In late 2011, the New York State Department of Transportation (Region Four) released a Conditions Assessment and Concept Study for the three bridges which identified structural deficiencies, erosion issues, and other concerns. Even without a study, the deterioration of concrete surfaces and details are obvious. The report identified five treatment alternatives, three of which call for replacement.
With this announcement, the League hopes to launch a collaborative effort with local stakeholders such as the City of Rochester, Monroe County, the NYS Department of Transportation and The Landmark Society of Western New York, to devise a plan for stewardship of these bridges.
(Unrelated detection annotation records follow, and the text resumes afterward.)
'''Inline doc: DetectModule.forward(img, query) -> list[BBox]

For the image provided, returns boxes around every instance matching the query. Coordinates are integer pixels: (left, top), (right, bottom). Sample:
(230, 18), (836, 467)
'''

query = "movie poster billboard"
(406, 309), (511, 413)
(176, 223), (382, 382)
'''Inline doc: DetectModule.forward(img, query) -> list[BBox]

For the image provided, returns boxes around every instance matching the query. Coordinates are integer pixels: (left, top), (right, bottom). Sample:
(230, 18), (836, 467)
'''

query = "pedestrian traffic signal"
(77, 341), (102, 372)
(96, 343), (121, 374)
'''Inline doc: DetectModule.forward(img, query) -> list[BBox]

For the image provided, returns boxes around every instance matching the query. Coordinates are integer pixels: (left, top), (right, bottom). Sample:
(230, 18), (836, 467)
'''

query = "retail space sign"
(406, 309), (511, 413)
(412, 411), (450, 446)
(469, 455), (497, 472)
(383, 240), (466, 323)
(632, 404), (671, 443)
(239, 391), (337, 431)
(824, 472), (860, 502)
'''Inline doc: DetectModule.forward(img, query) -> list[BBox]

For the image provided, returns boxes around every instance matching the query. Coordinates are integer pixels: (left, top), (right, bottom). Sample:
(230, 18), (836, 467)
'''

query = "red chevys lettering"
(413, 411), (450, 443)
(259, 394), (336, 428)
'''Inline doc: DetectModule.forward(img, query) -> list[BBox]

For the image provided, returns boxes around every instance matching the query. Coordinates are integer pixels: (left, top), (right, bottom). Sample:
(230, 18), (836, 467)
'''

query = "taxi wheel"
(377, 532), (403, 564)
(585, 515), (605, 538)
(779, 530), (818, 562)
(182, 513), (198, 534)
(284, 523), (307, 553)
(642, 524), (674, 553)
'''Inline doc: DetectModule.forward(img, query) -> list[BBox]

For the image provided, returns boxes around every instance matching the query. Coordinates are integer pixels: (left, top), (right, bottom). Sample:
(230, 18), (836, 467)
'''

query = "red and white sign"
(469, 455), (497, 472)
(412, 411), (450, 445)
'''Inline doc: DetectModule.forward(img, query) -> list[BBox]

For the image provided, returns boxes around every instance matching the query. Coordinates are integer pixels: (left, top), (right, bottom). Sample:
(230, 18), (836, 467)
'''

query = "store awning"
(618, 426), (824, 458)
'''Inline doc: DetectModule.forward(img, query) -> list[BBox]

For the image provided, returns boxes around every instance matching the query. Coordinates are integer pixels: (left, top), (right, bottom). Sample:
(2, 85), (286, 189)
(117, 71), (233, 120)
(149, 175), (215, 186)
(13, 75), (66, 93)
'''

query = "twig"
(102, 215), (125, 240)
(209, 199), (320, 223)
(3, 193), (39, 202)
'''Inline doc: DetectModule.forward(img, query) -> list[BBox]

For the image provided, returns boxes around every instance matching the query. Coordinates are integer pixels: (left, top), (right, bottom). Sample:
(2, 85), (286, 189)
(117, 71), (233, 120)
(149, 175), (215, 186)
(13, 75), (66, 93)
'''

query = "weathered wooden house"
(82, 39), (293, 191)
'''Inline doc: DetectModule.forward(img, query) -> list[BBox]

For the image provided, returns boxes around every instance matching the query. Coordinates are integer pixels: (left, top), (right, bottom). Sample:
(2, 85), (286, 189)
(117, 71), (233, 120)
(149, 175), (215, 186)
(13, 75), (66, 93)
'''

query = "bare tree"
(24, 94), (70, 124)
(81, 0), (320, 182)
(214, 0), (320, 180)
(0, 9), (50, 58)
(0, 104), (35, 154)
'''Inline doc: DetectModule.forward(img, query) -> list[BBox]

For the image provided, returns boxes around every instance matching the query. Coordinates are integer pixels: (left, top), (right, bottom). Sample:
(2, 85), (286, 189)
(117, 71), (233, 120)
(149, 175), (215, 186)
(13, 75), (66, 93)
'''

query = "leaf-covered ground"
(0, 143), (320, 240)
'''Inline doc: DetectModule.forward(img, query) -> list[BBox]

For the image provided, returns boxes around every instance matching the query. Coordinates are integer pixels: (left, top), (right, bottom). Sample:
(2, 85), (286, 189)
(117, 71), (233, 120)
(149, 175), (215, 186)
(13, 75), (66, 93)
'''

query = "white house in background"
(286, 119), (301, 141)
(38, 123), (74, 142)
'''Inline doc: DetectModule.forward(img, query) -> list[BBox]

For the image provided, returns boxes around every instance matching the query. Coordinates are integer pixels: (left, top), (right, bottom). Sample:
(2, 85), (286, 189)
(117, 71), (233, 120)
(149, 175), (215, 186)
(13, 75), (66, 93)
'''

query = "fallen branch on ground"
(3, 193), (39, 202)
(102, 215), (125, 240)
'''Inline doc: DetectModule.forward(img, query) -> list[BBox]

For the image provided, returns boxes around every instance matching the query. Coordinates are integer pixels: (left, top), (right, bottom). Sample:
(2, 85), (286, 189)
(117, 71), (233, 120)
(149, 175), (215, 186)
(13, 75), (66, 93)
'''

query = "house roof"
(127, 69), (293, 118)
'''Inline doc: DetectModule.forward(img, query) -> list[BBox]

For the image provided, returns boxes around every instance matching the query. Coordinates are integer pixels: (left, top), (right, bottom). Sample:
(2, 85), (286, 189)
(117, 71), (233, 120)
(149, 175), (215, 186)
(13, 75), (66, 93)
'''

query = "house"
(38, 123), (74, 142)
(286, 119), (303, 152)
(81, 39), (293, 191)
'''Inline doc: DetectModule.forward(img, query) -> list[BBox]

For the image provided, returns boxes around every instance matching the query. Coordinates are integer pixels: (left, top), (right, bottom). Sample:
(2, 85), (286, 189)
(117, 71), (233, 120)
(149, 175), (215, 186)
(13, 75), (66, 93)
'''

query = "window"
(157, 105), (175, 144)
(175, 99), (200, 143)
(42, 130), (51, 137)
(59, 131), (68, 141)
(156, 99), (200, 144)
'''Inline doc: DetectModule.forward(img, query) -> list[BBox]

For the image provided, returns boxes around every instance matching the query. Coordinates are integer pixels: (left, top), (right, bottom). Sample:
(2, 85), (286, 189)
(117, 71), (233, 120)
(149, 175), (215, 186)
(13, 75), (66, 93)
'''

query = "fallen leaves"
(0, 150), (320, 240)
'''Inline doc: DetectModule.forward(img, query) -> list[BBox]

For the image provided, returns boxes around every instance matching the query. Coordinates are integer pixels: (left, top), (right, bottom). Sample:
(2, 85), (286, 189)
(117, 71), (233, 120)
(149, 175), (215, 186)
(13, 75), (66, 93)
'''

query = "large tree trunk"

Old Albany Post Road | Philipstown, Putnam County
This path between the settlements that would become known as Albany and New York City followed earlier trails established by the Native residents of the region. It provided for movement of troops, supplies and postal mail during the French and Indian and Revolutionary Wars. Connecting homes in a sparsely settled area of Garrison, the Old Albany Post Road still retains landscape features from Colonial times and is listed on the National Register of Historic Places.
Following extensive flooding in spring of 2007, a 100-yard section of the dirt road was reengineered and paved, despite numerous studies that illustrate the long-term sustainability of dirt roads. In fact, the modern section is now eroding other sections of the road due to poor drainage.
The Old Road Society was founded to protect the surviving dirt road component of the Old Albany Post Road, along with the other remaining historic dirt roads in and around Philipstown, which has 30 miles of dirt road. The Society and the League are calling for an engineering report for the 6-mile section of the Old Albany Post Road, outlining sustainable drainage solutions, surface treatments and maintenance practices to guide the town’s highway department. A local road protection ordinance would further steer maintenance practices toward preservation.
Bethel-Christian Avenue – Laurel Hill Historic District | Setauket, Suffolk County
Locally designated by the Town of Brookhaven, this is a historic Native American and African American community threatened by outside development pressure. The community began with the Bethel AME Cemetery and Bethel AME Church and its congregation, who migrated to surround the church. Houses were either relocated to or built on unusually large lots. The cultural practice of shared community gardening provided year-round food for families. The neighborhood retains its rural character, but development pressure has already led to the demolition of one historic house.
The Bethel AME Church is still an active congregation, and many original families still occupy their properties. Unfortunately, the historically large lots have resulted in soaring tax assessments, and several families have been forced to sell their property.
With this designation, the Preservation League will work with the Society for the Preservation of Long Island Antiquities, which has previously provided technical assistance to Higher Ground, and others, to illustrate the need to recognize, celebrate, and protect the historic African American communities that remain on Long Island.
Federal Historic Tax Credits | Statewide
One of the most powerful tools in the preservation tool box, the federal Historic Rehabilitation Tax Credit is at risk of elimination as part of an effort to cut federal spending. New York State needs this economic development and job creation incentive. Losing it would threaten more than $1.2 billion in historic property redevelopment projects pending statewide.
By listing the federal Historic Rehabilitation Tax Credits, the League is alerting municipal leaders and developers of historic properties across New York of the threat to this program. The designation makes the protection and expansion of this essential economic and community redevelopment tool a statewide priority for the League’s public policy program advocacy.
The League is urging elected officials to support the “Creating American Prosperity through Preservation” (CAPP) Act to preserve this important credit and to ensure that efforts to revitalize our communities are not jeopardized. United States Senators Chuck Schumer and Kirsten Gillibrand are co-sponsors of the CAPP Act legislation, which is awaiting introduction in the House.